Hoofdstuk 6
Ik verstijf. De jongen houdt mijn blik vast. Ik durf me niet om te draaien, bang dat hij in het niets verdwijnt als ik hem ook maar één seconde uit het oog verlies. 'Wie ben jij?' Het was de bedoeling om die vraag hardop te stellen, maar mijn woorden zijn niet meer dan een zachte fluistering.

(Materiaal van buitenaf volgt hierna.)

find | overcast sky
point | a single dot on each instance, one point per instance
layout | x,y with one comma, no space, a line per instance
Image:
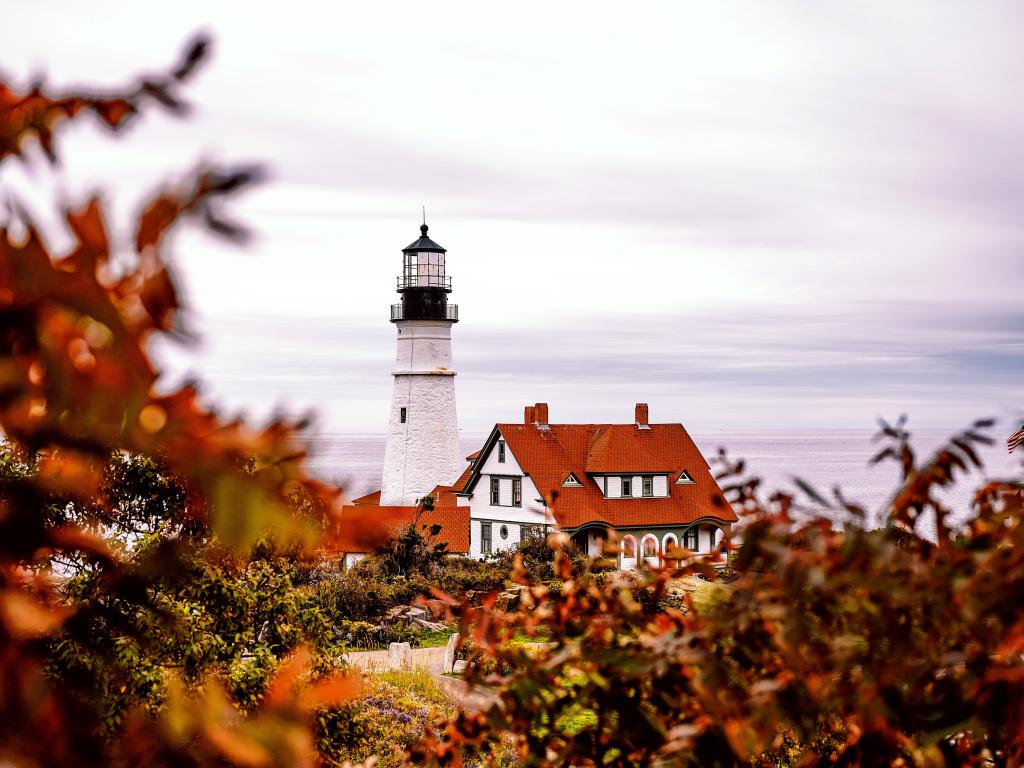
751,215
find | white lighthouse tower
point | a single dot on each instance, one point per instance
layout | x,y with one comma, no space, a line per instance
423,432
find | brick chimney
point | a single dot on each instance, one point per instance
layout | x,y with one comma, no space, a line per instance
641,416
541,414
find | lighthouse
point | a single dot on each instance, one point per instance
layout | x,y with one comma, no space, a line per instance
422,446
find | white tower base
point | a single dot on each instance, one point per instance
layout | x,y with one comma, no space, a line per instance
422,449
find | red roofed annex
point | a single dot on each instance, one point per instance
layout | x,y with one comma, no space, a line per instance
649,482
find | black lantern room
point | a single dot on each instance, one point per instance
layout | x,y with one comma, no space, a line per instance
423,285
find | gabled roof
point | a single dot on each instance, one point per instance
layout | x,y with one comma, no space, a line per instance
623,448
460,483
363,528
548,455
374,498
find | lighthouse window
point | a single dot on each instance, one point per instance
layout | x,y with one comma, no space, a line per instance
690,540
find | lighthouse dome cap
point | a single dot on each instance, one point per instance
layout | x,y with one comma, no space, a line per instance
424,243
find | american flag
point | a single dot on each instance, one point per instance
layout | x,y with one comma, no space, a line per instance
1015,439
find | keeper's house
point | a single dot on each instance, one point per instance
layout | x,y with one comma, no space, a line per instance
648,482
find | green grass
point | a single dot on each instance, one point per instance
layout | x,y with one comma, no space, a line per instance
431,639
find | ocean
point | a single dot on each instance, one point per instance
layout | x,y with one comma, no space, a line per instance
823,458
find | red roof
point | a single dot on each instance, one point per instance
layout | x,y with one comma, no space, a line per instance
549,454
460,483
365,526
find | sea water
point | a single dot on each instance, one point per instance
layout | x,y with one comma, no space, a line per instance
825,459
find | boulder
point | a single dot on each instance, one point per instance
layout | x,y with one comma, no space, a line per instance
404,613
508,601
395,612
436,609
399,656
426,625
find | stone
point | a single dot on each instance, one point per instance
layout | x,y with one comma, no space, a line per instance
450,653
435,608
423,624
507,601
399,656
395,612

'Ik ben Daemon.' De jongen kijkt om zich heen. Hij lijkt erg op zijn hoede, alsof hij ook bang is om door iemand betrapt te worden op iets wat eigenlijk niet mag. 'Ga aan de kant of doe die deur open. Ik moet hier ook zijn.'
Met een wild bonkend hart duw ik de deur van het hobbywinkeltje open. Mijn mond voelt droog aan. Het belletje boven de deur rinkelt en we worden begroet door de eigenaar van de winkel. 'Goedemiddag.' De lange, magere man zet een paar verfpotjes die pas zijn binnengekomen in de schappen achter hem. Dan draait hij zich om naar ons. 'Kan ik jullie ergens mee helpen?'
'Ik moet heel nodig naar het toilet.' Mijn stem klinkt onnatuurlijk hoog.
'Maar natuurlijk, jongedame.' De man leunt over te toonbank en kijkt zijn winkel in. 'Hierachter in de winkel, de deur aan je linkerkant.'
'Bedankt,' fluister ik. Ik snel naar het toilet. De deur trek ik niet in het slot. Ik hou niet van kleine ruimtes. Ik hoor Daemon iets aan de man vragen over de kunst op de tweede verdieping. Als ik voetstappen op de trap hoor, die hevig protesteert door luid te kraken, durf ik de deur weer iets verder open te maken. Ik kijk naar links, naar de lege trap. Voor de vorm spoel ik door, glip het toilet uit en wil naar rechts lopen, terug de winkel in, als ik bijna tegen de jongen op bots. Ik onderdruk een gil. 'W-wat wil je van me?'
'Voor die vraag is het nog een beetje te vroeg.' Daemon leunt met zijn rug tegen de muur aan en maakt een uitnodigende beweging in de richting van de winkel. 'Als je weg wilt, ga ik je niet tegenhouden. Ik vertik het om me tot het niveau van de Zielverstrengelaars te verlagen.'
Verbaasd kijk ik hem aan. 'Je weet wat ik ben?' Het Periculum staat voor de mensen bekend als een doodnormale kostschool die extreem strenge toelatingseisen heeft. Niemand kent de Zielverstrengelaars, zelfs niet van sprookjes of verhalen. Ik zet een paar stapjes in zijn richting, op mijn hoede maar toch ook nieuwsgierig.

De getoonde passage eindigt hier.